At times it feels we’re just doomed to suffer in the toxic choices of our every day lives.
By Susan Lutz
I snapped the glow stick. The green, fluorescent light lit the way – the kids on Halloween safer because of the glow. The plastic glass I bought for my son this summer had the Minions on it. If I put it in the freezer, it would keep the contents cold long through the summer day. At times, it feels as if everything is toxic; everything is plastic. At times it feels we’re just doomed to suffer in the toxic choices of our every day lives.
There isn’t a day that passes by that I don’t feel guilty about a dangerous, toxic, or bad-for-me product our family consumes or uses. We occasionally buy water in plastic bottles. I go to the grocery store and sometimes forget my cloth reusable bags. After a few weeks, I’m stunned at the pile of plastic bags in the corner. I dutifully recycle my paper, plastics, and metals, yet I know recycling isn’t a solution, just a band-aid to a bigger problem.
So many of our conveniences trace back to our love of plastics. I recently watched The Graduate again and was stunned by the accuracy and the irony of the iconic line said to Benjamin as he debated what to do with his future:
I want to say one word to you. Just one word…Plastics.
The benefits of plastics and many other chemically based products made in our society are far reaching. Medical, educational, and at-home use of plastics grew leaps and bounds: think bags for blood transfusions, the parts in computers, the covers on our phones, the stuff that holds pens together, the fibers in our clothes, and so on…..
How do we turn things around? Just passing the tetra boxes in the grocery store makes me sad. I wonder if it’s impossible to change the course we’re on. I can’t predict what we’ll do to our planet, and ourselves, but I can obtain peace of mind and enough good habits to overall lessen my carbon footprint and instead chip away at improving our lives and obtaining a better balance of our existence.
What if we all used plastics less than we did the day before? I reuse glass bottles as my daily water bottles when out and about. Though not perfect (they sometimes break!), I feel it’s a tiny step I want to take in reducing my own personal toxic footprint on the planet.

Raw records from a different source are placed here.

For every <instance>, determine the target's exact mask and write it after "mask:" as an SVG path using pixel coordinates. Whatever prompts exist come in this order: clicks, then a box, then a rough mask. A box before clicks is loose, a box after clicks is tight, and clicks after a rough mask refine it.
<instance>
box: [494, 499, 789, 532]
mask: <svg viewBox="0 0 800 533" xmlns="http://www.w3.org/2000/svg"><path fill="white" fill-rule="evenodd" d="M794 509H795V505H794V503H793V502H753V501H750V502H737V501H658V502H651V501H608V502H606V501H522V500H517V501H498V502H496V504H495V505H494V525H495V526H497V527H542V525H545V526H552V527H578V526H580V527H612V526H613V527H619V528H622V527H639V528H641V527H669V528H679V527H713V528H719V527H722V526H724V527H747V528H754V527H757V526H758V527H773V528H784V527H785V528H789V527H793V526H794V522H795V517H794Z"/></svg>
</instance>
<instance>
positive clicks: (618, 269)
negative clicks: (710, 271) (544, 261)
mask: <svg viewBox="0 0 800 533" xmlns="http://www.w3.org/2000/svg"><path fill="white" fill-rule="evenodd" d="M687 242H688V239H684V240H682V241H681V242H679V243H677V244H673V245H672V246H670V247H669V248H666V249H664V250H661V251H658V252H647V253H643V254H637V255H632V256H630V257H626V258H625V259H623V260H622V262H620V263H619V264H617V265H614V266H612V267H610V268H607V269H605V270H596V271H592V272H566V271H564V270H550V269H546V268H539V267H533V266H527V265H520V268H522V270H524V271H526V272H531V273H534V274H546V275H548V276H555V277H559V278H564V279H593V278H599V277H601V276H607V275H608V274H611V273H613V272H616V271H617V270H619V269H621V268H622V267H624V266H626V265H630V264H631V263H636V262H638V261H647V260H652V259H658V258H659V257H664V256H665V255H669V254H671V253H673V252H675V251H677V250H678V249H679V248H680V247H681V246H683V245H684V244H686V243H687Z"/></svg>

I forgive myself when I don’t make it – when I forget to recycle or when I buy face paint with lead in it for Halloween. (I threw it out and made a DIY face paint from zinc oxide and chlorophyll!). But more times than I fail, I succeed. I’ll remember next year how to make the green face paint. As the end of the year and the holiday rolls around, I’ll buy less. And I see wonderful strides in our community. I see vegetable trays at children’s gatherings and a lot less candy floating around. If we all bought plastic water bottles once in a while or used the same computer two extra years, we’d make a huge dent in reducing the toxicity in our environment.
Make choices knowing that they make a long, long impact on our planet. Now, there’s just one word we must think about. One word to take us to our new level: consciousness.